Speaking of overtraining… My college football team suffered 3 ACL tears in the game on Saturday. On tape, only one looked like an impact injury.
I have a suspicion that their training program doesn’t include a plan for cartilage, tendon or ligament health. In fact, I bet the training program looks very much like it did in the 1970s.
How long is it going to take, and how many kids’ joints are going to be damaged before athletic department trainers and doctors catch up with modern knowledge of anatomy and biomechanics?
signed,
frustrated
Yardwork is hard work. Now that I am doing the work of 2 yards (in – laws), I find myself more tired for sure. And I have noticed beginning an element and being really tired. And sometimes not wanting to do it or just not having the intensity I feel I need to have to get optimal benefit. I push through it anyway which probably should not do.
I fall into the categories of overtraining probably more to manage stress and eat what I want. I recently had an injury which required me to really slow down and listen to my body. It was very hard for me to do this and needed the vision of a few others before I saw the big picture. Once I had a plan, it worked out fine. I am probably 90% better and really have no limitations now. Took 4 months! As far as eating, it is what it is. I think I have learned a lot in the past few years about what my body can handle and as long as I use moderation, life is good. But always have that inner voice telling me don’t do that and don’t eat this…. I can control this though…… most of the time.
Are you reading my mind??
It just hit me yesterday that maybe, just maybe, the reason why I’ve felt tired, a little down, foggy-brained, grumpy, and had awful sleep with weird dreams- and I’ve been dropping an d breaking things! – is because I’m over-doing it. It’s on my list of things to do today to google “symptoms of over training.”
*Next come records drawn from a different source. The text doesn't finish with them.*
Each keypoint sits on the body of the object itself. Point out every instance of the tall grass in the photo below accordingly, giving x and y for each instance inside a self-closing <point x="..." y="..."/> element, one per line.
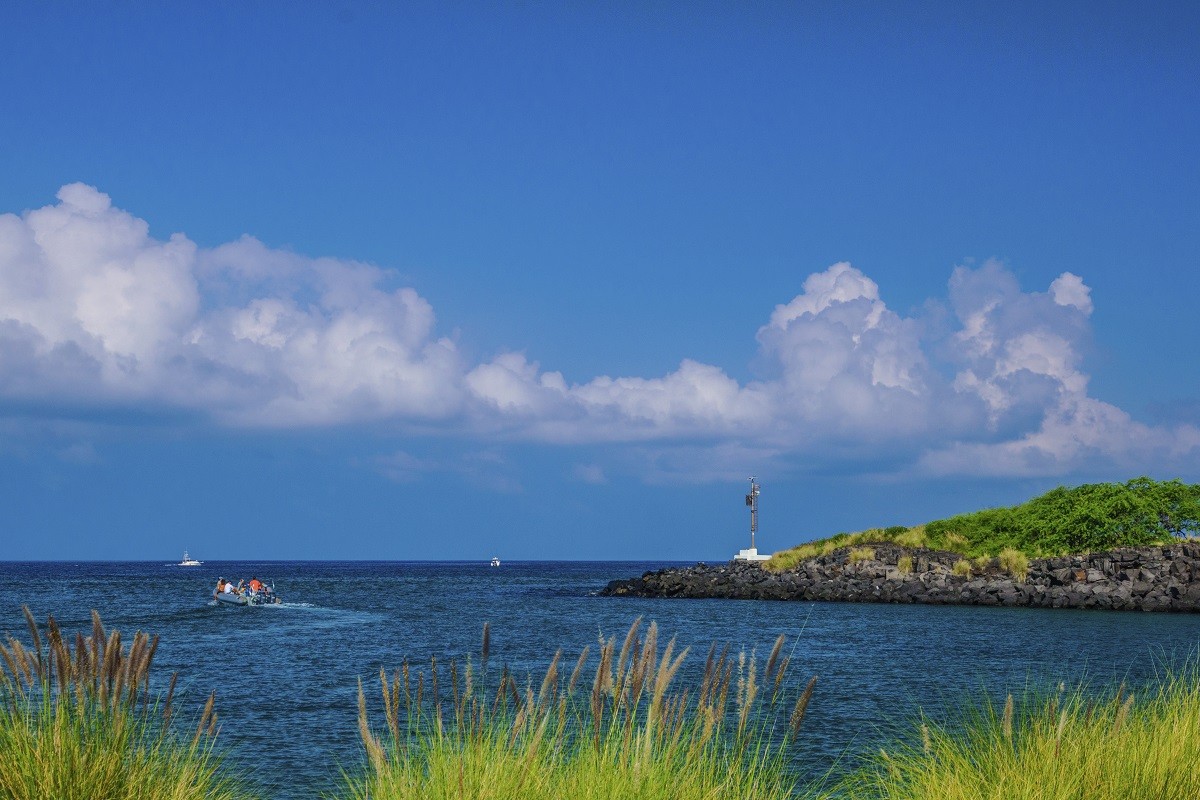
<point x="1065" y="744"/>
<point x="1015" y="563"/>
<point x="82" y="725"/>
<point x="613" y="726"/>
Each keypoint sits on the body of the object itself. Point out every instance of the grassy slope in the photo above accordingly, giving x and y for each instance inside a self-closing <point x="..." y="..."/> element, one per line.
<point x="1085" y="518"/>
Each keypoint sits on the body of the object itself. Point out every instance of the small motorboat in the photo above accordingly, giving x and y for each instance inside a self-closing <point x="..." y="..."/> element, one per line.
<point x="240" y="595"/>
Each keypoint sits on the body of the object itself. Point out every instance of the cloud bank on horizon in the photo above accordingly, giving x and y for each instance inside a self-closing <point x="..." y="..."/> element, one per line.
<point x="95" y="313"/>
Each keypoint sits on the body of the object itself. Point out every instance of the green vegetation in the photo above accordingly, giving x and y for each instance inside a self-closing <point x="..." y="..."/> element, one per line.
<point x="861" y="554"/>
<point x="1083" y="519"/>
<point x="1086" y="518"/>
<point x="624" y="733"/>
<point x="82" y="726"/>
<point x="1059" y="745"/>
<point x="1015" y="563"/>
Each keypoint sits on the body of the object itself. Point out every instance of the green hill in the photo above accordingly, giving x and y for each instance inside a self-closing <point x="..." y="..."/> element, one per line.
<point x="1083" y="519"/>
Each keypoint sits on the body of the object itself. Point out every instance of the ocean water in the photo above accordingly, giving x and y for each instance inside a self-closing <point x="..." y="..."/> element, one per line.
<point x="287" y="675"/>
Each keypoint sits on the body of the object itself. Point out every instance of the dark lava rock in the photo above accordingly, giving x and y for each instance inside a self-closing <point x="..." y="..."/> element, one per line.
<point x="1151" y="578"/>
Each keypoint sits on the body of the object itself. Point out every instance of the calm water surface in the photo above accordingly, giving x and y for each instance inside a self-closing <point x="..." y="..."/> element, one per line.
<point x="286" y="675"/>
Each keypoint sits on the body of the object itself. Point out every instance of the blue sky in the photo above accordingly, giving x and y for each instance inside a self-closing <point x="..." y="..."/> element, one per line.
<point x="408" y="281"/>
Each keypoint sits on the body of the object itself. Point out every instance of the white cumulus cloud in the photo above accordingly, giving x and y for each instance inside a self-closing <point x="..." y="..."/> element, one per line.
<point x="97" y="313"/>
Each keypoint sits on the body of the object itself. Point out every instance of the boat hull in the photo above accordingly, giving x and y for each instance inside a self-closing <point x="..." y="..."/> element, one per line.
<point x="228" y="599"/>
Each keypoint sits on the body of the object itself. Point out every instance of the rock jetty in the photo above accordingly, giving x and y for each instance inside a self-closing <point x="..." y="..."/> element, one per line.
<point x="1163" y="578"/>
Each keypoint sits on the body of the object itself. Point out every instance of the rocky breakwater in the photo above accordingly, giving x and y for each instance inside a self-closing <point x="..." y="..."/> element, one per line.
<point x="1163" y="578"/>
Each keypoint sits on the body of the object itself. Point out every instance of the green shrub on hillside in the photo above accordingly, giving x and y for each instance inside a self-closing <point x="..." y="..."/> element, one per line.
<point x="1085" y="518"/>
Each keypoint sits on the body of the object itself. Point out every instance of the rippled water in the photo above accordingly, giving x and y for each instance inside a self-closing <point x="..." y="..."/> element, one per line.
<point x="286" y="675"/>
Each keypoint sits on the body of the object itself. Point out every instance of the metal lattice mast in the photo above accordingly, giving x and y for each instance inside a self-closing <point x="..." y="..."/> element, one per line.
<point x="753" y="501"/>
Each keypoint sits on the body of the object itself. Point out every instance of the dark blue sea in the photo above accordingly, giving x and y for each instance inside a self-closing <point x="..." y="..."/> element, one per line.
<point x="286" y="677"/>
I haven’t been overtraining, but I have been over-yard working; I’ve got some serious, heavy duty projects in the works that need to be finished before winter rain starts. But, right now I’m too tired to enjoy the work (which I normally love) and it’s not worth risking injury.
Oh, it may also explain why some of the Active Age evauluation drills felt so much harder than I expected… 🙂
Lacey – Mind reader I am not, although I’ve been accused of that before 🙂
“Overtraining” exists in many forms and yardwork is often one. Go easy and enjoy.